West Buys Flowroute for Cloud-base Software Smarts
OMAHA, Neb. -- West Corporation, a global leader in technology-enabled services, announced today it has entered into an agreement to acquire Seattle-based Flowroute, a leading software-centric service provider that supplies communication services and technology for cloud-based products.
Flowroute’s patented HyperNetwork helps businesses replace multiple vendors and interfaces with a single telecom network, managed through an intuitive portal. Flowroute offers a communication platform that enables independent software vendors, value-added resellers and enterprises of all sizes to quickly and easily migrate premise-based communication systems to voice over internet protocol (“VoIP”), as well as customize and automate services with application programming interfaces (“APIs”).
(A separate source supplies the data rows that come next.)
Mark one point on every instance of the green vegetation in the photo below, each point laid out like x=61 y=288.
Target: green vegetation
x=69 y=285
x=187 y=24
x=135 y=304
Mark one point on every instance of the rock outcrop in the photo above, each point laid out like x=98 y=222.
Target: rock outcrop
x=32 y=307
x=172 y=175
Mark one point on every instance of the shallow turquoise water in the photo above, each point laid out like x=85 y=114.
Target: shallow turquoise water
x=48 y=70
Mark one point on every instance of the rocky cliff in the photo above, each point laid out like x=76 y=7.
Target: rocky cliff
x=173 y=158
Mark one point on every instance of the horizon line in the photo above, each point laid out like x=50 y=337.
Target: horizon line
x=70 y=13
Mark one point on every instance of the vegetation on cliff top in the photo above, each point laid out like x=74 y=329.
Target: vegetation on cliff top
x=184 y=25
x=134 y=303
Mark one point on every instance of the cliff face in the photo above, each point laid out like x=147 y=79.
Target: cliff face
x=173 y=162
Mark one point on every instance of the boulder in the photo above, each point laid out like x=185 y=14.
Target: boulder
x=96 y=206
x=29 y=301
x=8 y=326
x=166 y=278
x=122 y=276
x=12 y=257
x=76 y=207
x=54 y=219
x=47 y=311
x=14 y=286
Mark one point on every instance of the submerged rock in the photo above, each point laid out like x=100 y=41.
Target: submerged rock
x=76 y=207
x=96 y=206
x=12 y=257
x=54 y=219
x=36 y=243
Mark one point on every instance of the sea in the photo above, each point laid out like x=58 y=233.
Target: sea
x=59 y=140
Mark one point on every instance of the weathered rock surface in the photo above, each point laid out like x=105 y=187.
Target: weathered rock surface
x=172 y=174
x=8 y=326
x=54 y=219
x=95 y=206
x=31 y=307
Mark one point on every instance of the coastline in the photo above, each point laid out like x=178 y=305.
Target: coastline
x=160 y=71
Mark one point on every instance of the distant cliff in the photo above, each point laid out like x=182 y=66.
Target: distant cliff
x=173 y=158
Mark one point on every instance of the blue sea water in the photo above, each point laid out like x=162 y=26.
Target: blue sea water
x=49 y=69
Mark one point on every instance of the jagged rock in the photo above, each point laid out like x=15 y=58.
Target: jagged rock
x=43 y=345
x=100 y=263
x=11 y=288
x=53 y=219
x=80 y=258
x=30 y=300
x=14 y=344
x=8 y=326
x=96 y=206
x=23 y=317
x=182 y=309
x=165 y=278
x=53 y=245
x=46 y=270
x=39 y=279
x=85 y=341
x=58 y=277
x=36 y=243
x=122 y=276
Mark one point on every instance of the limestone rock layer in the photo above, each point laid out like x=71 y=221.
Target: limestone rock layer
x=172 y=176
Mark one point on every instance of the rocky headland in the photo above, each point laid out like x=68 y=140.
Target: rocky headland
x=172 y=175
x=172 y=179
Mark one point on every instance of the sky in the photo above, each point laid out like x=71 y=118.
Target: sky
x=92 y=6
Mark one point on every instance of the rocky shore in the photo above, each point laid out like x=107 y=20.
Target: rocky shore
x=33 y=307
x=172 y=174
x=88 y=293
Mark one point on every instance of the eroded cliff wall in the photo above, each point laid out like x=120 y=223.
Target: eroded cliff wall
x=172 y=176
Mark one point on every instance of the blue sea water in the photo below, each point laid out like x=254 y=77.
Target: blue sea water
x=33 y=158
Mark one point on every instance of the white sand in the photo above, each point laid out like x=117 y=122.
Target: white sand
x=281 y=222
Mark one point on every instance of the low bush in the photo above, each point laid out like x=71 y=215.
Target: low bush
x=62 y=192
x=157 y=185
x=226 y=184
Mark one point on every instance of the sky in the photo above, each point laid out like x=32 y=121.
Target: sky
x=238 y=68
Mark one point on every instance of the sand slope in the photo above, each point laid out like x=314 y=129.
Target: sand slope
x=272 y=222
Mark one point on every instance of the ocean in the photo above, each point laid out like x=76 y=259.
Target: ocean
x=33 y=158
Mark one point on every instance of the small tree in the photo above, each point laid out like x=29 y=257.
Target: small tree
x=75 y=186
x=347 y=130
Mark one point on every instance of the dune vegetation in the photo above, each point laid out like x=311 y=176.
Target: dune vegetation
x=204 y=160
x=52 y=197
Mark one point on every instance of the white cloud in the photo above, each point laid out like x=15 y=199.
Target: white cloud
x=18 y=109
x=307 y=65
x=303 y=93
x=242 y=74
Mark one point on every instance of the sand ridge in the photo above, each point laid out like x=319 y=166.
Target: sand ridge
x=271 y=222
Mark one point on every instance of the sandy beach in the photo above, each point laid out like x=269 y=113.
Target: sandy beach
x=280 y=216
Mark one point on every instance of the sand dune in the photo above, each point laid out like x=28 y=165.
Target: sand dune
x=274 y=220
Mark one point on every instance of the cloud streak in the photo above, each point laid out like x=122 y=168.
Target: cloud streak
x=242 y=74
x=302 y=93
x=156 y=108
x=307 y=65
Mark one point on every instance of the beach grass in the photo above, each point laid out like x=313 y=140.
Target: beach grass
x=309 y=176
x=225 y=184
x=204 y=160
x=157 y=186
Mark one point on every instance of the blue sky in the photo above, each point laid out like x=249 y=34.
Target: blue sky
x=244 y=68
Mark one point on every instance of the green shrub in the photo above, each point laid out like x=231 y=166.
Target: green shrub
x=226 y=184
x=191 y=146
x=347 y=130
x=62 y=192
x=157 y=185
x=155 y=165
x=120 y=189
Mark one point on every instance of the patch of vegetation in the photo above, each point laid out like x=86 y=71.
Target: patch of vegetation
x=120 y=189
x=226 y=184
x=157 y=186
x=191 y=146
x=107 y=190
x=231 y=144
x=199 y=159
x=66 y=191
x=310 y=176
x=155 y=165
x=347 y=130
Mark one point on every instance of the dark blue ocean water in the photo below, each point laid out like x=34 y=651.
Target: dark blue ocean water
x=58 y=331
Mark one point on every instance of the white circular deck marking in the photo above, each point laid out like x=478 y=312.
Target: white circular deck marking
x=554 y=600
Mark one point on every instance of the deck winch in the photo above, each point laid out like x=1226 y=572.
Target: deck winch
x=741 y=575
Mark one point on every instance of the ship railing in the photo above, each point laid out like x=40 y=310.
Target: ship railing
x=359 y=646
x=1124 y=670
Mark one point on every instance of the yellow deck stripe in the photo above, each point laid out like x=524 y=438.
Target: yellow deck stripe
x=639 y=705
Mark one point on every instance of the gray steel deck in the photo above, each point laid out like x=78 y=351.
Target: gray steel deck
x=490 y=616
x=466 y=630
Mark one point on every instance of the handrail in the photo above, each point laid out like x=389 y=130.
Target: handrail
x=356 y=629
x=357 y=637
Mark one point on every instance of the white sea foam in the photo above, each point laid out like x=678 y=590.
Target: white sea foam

“By providing businesses with innovative programmatic access to communications infrastructure services, Flowroute removes the complexity of bringing new communications solutions to market. The nationwide HyperNetwork delivers leading carrier-quality calling, messaging, and SIP trunking services with unparalleled reliability, reach, and simplicity,” said John Shlonsky, CEO of West Corporation. “This acquisition adds to West’s network by bringing a cloud-based communication platform with core technical tools and APIs. The combination will create an exciting software-centric telecommunications and networking solution that West can offer to both existing and new clients.”
The acquired technology also enhances West’s delivery of many existing service offerings. The addition of Flowroute allows West clients to gain an even more reliable, high-quality user experience for their cloud communication solutions.
“Flowroute is the sixth complementary acquisition made by West in the past year,” stated Rob Wechsler, President of West Corporation. “We are excited to continue to enhance West’s cloud-based offerings through both innovation and acquisition, providing customers with a broad product set of West solutions.”
The closing of this transaction, which is subject to regulatory approvals and customary closing conditions, is expected to occur in the third quarter of 2018.